# Sign of expectation value

Consider a multivariate Gaussian-type measure $$d\lambda(x):=\nu_{\mu,\Sigma} e^{-\langle (x-\mu), \Sigma^{-1}(x-\mu) \rangle - \vert x \vert^2}$$

with vector $$\mu \in \mathbb R^n$$ and $$\Sigma$$ positive definite and $$\nu_{\mu,\Sigma}$$ a normalizing constant to turn $$d\lambda$$ into a probability measure.

Let $$m$$ be the vector-valued expectation value $$m:=\int_{\mathbb R^n} x d\lambda(x).$$

We then consider the expectation value for $$X$$ distributed according to the measure $$\lambda:$$

$$\mathbb E \left( \langle X-m, \Sigma^{-1} y \rangle^2 \langle X-m, \Sigma^{-1} \mu \rangle \right).$$

Question: Can we say anything about the sign of this expectation value for general vectors $$y \in \mathbb R^n$$?-From how I obtained this expression I conjecture that this expression is never strictly positive, but I cannot see it right away.

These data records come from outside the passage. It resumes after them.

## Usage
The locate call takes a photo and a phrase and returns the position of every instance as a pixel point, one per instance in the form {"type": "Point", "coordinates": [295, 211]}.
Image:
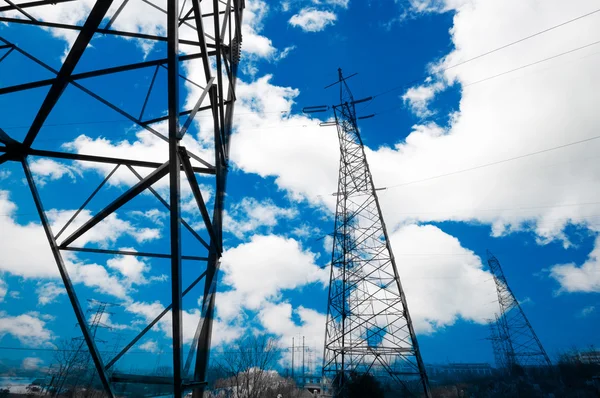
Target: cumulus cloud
{"type": "Point", "coordinates": [586, 311]}
{"type": "Point", "coordinates": [249, 215]}
{"type": "Point", "coordinates": [223, 332]}
{"type": "Point", "coordinates": [418, 98]}
{"type": "Point", "coordinates": [29, 329]}
{"type": "Point", "coordinates": [27, 251]}
{"type": "Point", "coordinates": [443, 281]}
{"type": "Point", "coordinates": [3, 289]}
{"type": "Point", "coordinates": [499, 119]}
{"type": "Point", "coordinates": [584, 278]}
{"type": "Point", "coordinates": [48, 292]}
{"type": "Point", "coordinates": [150, 346]}
{"type": "Point", "coordinates": [286, 322]}
{"type": "Point", "coordinates": [31, 363]}
{"type": "Point", "coordinates": [312, 20]}
{"type": "Point", "coordinates": [338, 3]}
{"type": "Point", "coordinates": [261, 269]}
{"type": "Point", "coordinates": [132, 269]}
{"type": "Point", "coordinates": [47, 169]}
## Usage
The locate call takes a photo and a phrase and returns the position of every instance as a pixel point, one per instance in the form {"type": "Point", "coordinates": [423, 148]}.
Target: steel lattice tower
{"type": "Point", "coordinates": [369, 329]}
{"type": "Point", "coordinates": [212, 43]}
{"type": "Point", "coordinates": [513, 338]}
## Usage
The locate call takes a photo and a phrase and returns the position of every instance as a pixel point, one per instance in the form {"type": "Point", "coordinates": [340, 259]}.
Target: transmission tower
{"type": "Point", "coordinates": [206, 36]}
{"type": "Point", "coordinates": [513, 338]}
{"type": "Point", "coordinates": [369, 328]}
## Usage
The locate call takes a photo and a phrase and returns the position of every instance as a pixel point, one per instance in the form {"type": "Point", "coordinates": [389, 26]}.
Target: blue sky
{"type": "Point", "coordinates": [538, 214]}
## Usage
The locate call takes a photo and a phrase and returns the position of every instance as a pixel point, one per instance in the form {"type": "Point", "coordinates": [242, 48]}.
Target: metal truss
{"type": "Point", "coordinates": [513, 339]}
{"type": "Point", "coordinates": [218, 51]}
{"type": "Point", "coordinates": [369, 328]}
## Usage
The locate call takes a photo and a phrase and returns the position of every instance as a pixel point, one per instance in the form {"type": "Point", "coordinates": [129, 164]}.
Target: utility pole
{"type": "Point", "coordinates": [369, 328]}
{"type": "Point", "coordinates": [514, 340]}
{"type": "Point", "coordinates": [303, 373]}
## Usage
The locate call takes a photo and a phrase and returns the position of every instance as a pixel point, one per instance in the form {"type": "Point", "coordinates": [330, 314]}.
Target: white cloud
{"type": "Point", "coordinates": [48, 292]}
{"type": "Point", "coordinates": [155, 216]}
{"type": "Point", "coordinates": [312, 20]}
{"type": "Point", "coordinates": [47, 169]}
{"type": "Point", "coordinates": [150, 346]}
{"type": "Point", "coordinates": [270, 141]}
{"type": "Point", "coordinates": [338, 3]}
{"type": "Point", "coordinates": [3, 289]}
{"type": "Point", "coordinates": [261, 269]}
{"type": "Point", "coordinates": [502, 118]}
{"type": "Point", "coordinates": [249, 215]}
{"type": "Point", "coordinates": [29, 329]}
{"type": "Point", "coordinates": [418, 98]}
{"type": "Point", "coordinates": [31, 363]}
{"type": "Point", "coordinates": [97, 277]}
{"type": "Point", "coordinates": [279, 319]}
{"type": "Point", "coordinates": [27, 251]}
{"type": "Point", "coordinates": [443, 281]}
{"type": "Point", "coordinates": [130, 267]}
{"type": "Point", "coordinates": [586, 311]}
{"type": "Point", "coordinates": [585, 278]}
{"type": "Point", "coordinates": [222, 332]}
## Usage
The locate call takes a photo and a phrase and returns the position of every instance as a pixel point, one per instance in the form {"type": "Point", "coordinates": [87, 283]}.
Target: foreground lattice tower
{"type": "Point", "coordinates": [514, 340]}
{"type": "Point", "coordinates": [369, 329]}
{"type": "Point", "coordinates": [201, 36]}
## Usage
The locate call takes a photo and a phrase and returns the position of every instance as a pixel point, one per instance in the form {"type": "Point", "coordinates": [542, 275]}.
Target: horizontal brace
{"type": "Point", "coordinates": [163, 118]}
{"type": "Point", "coordinates": [151, 324]}
{"type": "Point", "coordinates": [100, 30]}
{"type": "Point", "coordinates": [210, 14]}
{"type": "Point", "coordinates": [95, 73]}
{"type": "Point", "coordinates": [34, 4]}
{"type": "Point", "coordinates": [360, 101]}
{"type": "Point", "coordinates": [100, 159]}
{"type": "Point", "coordinates": [138, 188]}
{"type": "Point", "coordinates": [147, 379]}
{"type": "Point", "coordinates": [130, 253]}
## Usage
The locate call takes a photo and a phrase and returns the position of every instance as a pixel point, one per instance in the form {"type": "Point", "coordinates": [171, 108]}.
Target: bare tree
{"type": "Point", "coordinates": [70, 360]}
{"type": "Point", "coordinates": [249, 363]}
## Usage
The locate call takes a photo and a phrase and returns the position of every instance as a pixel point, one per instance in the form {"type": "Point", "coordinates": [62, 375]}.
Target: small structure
{"type": "Point", "coordinates": [459, 371]}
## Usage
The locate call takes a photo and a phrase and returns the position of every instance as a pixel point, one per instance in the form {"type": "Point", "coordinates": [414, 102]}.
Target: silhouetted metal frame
{"type": "Point", "coordinates": [345, 116]}
{"type": "Point", "coordinates": [512, 326]}
{"type": "Point", "coordinates": [179, 159]}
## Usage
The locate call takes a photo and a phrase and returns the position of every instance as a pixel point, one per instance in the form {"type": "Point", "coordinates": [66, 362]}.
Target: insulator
{"type": "Point", "coordinates": [236, 50]}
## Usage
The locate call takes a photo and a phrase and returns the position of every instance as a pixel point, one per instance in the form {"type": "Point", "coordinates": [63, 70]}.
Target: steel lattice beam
{"type": "Point", "coordinates": [215, 100]}
{"type": "Point", "coordinates": [369, 328]}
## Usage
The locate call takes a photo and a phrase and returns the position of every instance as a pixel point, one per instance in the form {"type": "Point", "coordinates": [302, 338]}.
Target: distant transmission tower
{"type": "Point", "coordinates": [194, 39]}
{"type": "Point", "coordinates": [369, 328]}
{"type": "Point", "coordinates": [513, 339]}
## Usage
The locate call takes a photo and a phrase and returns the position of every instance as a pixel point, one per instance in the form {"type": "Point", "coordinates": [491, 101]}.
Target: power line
{"type": "Point", "coordinates": [490, 164]}
{"type": "Point", "coordinates": [409, 84]}
{"type": "Point", "coordinates": [531, 64]}
{"type": "Point", "coordinates": [523, 39]}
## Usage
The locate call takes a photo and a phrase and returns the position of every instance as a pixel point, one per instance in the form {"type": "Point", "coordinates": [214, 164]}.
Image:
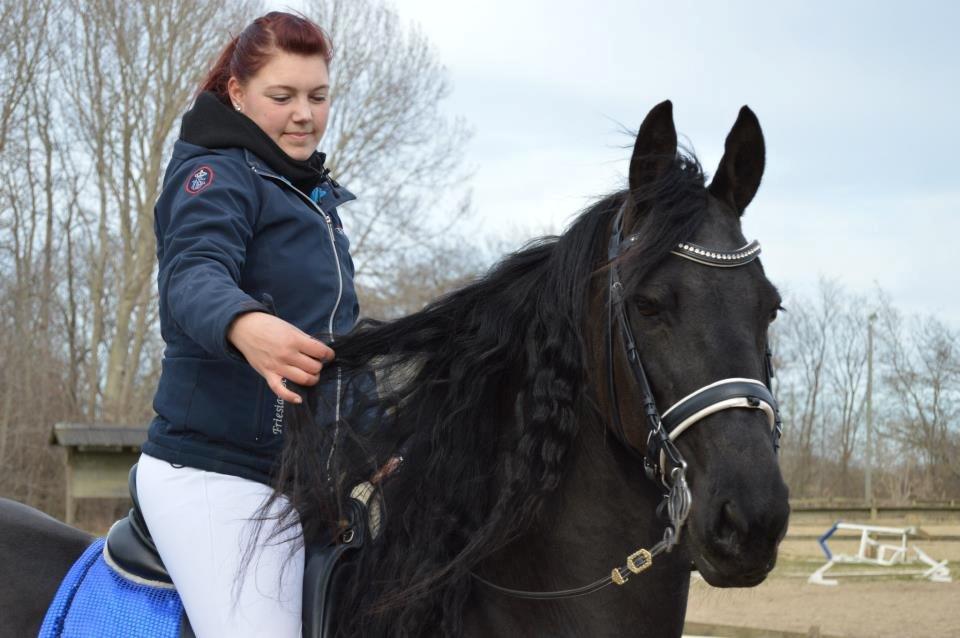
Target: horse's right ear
{"type": "Point", "coordinates": [654, 151]}
{"type": "Point", "coordinates": [741, 167]}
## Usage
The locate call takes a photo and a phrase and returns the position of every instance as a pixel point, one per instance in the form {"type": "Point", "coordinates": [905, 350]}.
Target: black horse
{"type": "Point", "coordinates": [525, 415]}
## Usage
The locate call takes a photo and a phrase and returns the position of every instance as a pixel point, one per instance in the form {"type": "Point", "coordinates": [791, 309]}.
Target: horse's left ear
{"type": "Point", "coordinates": [741, 167]}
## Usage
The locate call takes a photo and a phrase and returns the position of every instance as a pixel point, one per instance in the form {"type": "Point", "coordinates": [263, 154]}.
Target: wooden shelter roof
{"type": "Point", "coordinates": [94, 435]}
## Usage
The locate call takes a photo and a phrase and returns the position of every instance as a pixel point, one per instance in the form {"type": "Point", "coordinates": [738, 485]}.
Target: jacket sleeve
{"type": "Point", "coordinates": [205, 218]}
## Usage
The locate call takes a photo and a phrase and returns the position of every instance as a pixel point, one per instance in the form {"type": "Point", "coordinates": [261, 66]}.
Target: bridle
{"type": "Point", "coordinates": [662, 461]}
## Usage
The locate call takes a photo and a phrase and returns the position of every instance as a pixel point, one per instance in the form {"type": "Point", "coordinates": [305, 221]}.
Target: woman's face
{"type": "Point", "coordinates": [289, 98]}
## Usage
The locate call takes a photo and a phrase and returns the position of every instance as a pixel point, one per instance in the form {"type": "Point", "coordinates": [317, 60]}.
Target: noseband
{"type": "Point", "coordinates": [661, 458]}
{"type": "Point", "coordinates": [662, 461]}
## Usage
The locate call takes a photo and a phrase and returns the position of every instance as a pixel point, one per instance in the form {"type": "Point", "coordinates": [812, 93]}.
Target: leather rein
{"type": "Point", "coordinates": [662, 461]}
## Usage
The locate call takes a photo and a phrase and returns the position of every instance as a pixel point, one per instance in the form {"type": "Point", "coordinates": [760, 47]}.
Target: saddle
{"type": "Point", "coordinates": [131, 552]}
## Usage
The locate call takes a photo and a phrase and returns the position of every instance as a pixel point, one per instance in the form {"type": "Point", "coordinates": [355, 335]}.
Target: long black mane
{"type": "Point", "coordinates": [487, 389]}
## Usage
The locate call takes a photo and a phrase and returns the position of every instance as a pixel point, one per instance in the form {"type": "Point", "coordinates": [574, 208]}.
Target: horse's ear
{"type": "Point", "coordinates": [655, 148]}
{"type": "Point", "coordinates": [741, 167]}
{"type": "Point", "coordinates": [654, 152]}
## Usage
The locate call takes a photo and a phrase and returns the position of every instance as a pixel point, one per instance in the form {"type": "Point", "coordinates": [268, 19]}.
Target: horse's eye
{"type": "Point", "coordinates": [775, 313]}
{"type": "Point", "coordinates": [646, 307]}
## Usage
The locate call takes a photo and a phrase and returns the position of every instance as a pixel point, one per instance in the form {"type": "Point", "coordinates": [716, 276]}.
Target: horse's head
{"type": "Point", "coordinates": [700, 316]}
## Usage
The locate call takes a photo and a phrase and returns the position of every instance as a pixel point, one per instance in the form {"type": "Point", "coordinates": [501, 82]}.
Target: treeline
{"type": "Point", "coordinates": [821, 346]}
{"type": "Point", "coordinates": [90, 98]}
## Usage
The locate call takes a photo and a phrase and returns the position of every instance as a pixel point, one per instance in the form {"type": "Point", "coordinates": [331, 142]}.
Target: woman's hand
{"type": "Point", "coordinates": [279, 350]}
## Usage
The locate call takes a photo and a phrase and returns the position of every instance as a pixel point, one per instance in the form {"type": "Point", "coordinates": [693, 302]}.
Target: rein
{"type": "Point", "coordinates": [661, 459]}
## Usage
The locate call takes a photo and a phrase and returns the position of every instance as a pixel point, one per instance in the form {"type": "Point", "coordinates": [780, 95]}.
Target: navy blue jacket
{"type": "Point", "coordinates": [233, 236]}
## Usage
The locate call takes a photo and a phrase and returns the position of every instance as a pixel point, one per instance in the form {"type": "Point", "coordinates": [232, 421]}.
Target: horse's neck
{"type": "Point", "coordinates": [605, 511]}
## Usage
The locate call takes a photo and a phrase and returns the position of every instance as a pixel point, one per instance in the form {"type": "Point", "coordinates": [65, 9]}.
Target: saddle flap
{"type": "Point", "coordinates": [126, 553]}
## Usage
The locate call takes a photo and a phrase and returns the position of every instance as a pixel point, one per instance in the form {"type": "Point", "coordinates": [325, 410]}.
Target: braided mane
{"type": "Point", "coordinates": [486, 388]}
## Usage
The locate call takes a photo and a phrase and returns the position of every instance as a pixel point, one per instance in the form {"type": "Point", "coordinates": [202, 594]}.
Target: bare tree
{"type": "Point", "coordinates": [130, 70]}
{"type": "Point", "coordinates": [920, 361]}
{"type": "Point", "coordinates": [23, 27]}
{"type": "Point", "coordinates": [804, 333]}
{"type": "Point", "coordinates": [847, 382]}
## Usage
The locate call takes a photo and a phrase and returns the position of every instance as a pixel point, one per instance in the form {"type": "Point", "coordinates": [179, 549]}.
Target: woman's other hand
{"type": "Point", "coordinates": [279, 350]}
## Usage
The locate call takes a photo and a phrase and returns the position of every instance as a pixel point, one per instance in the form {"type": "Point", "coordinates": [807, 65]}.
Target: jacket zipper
{"type": "Point", "coordinates": [336, 260]}
{"type": "Point", "coordinates": [330, 235]}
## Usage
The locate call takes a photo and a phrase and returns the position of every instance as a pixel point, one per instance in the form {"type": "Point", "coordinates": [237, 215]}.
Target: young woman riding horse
{"type": "Point", "coordinates": [594, 397]}
{"type": "Point", "coordinates": [530, 405]}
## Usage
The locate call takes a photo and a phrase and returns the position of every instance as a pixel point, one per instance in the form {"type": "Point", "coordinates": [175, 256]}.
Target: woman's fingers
{"type": "Point", "coordinates": [308, 364]}
{"type": "Point", "coordinates": [298, 376]}
{"type": "Point", "coordinates": [316, 349]}
{"type": "Point", "coordinates": [275, 381]}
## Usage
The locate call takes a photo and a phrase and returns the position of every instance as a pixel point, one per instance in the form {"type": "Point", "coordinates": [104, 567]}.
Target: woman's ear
{"type": "Point", "coordinates": [235, 91]}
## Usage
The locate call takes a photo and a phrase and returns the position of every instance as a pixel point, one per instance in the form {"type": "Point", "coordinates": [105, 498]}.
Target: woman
{"type": "Point", "coordinates": [253, 260]}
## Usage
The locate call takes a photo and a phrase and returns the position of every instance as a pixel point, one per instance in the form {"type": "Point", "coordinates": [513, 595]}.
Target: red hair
{"type": "Point", "coordinates": [247, 53]}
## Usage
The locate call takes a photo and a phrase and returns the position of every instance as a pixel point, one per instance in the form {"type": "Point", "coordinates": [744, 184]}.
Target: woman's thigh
{"type": "Point", "coordinates": [201, 524]}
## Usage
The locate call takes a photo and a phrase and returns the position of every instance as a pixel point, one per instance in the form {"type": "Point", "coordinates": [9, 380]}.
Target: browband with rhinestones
{"type": "Point", "coordinates": [701, 255]}
{"type": "Point", "coordinates": [719, 258]}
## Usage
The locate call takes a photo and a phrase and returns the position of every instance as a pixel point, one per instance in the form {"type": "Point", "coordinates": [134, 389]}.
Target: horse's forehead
{"type": "Point", "coordinates": [721, 229]}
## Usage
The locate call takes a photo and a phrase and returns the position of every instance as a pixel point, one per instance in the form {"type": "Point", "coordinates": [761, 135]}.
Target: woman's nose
{"type": "Point", "coordinates": [302, 112]}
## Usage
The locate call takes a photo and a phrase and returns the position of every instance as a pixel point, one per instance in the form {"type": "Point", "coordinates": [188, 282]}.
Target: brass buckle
{"type": "Point", "coordinates": [636, 563]}
{"type": "Point", "coordinates": [644, 562]}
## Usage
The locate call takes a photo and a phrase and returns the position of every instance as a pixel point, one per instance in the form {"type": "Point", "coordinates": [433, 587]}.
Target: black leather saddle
{"type": "Point", "coordinates": [131, 551]}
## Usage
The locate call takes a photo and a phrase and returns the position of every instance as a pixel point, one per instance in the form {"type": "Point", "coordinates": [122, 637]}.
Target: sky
{"type": "Point", "coordinates": [858, 103]}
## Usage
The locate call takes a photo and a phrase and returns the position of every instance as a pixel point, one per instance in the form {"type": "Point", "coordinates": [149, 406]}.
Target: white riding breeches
{"type": "Point", "coordinates": [201, 524]}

• Isn't $\lambda$ simply a Gaussian measure with covariance matrix $\tfrac{1}{2} (\Sigma^{-1} + \operatorname{Id})^{-1}$? Commented Jan 29, 2020 at 19:59
• @MateuszKwaśnicki well, there is also the $\mu$... Commented Jan 29, 2020 at 20:02
• But $\mu$ only shows up in the expression for the mean $m$, does it not? I mean, the exponent is a quadratic function of $x$ with prinicipal term $\Sigma^{-1} + \operatorname{Id}$. Commented Jan 29, 2020 at 20:04
• I definitely agree with the last sentence you wrote. Commented Jan 29, 2020 at 20:15

The density of $$\lambda$$ is proportional to $$\exp(-\tfrac{1}{2} \langle (x - m), A^{-1} (x - m)\rangle)$$, where $$A = \tfrac{1}{2} (\Sigma^{-1} + \operatorname{Id})^{-1}$$ is a positive definite matrix. Thus, $$Y = X - m$$ is a centred Gaussian vector (with covariance matrix $$A$$). It follows that $$\mathbb{E} ((\langle (X - m), \Sigma^{-1} y \rangle)^2 \langle (X - m), \Sigma^{-1} \mu \rangle) = \mathbb{E} ((\langle Y, a\rangle)^2 \langle Y, b\rangle)$$ for appropriate vectors $$a = \Sigma^{-1} y$$, $$b = \Sigma^{-1} \mu$$. Now it is straightforward to note that the last expectation is zero: $$Y$$ is equal in distribution to $$-Y$$, and the expression under the expectation is an antisymmetric function of $$Y$$.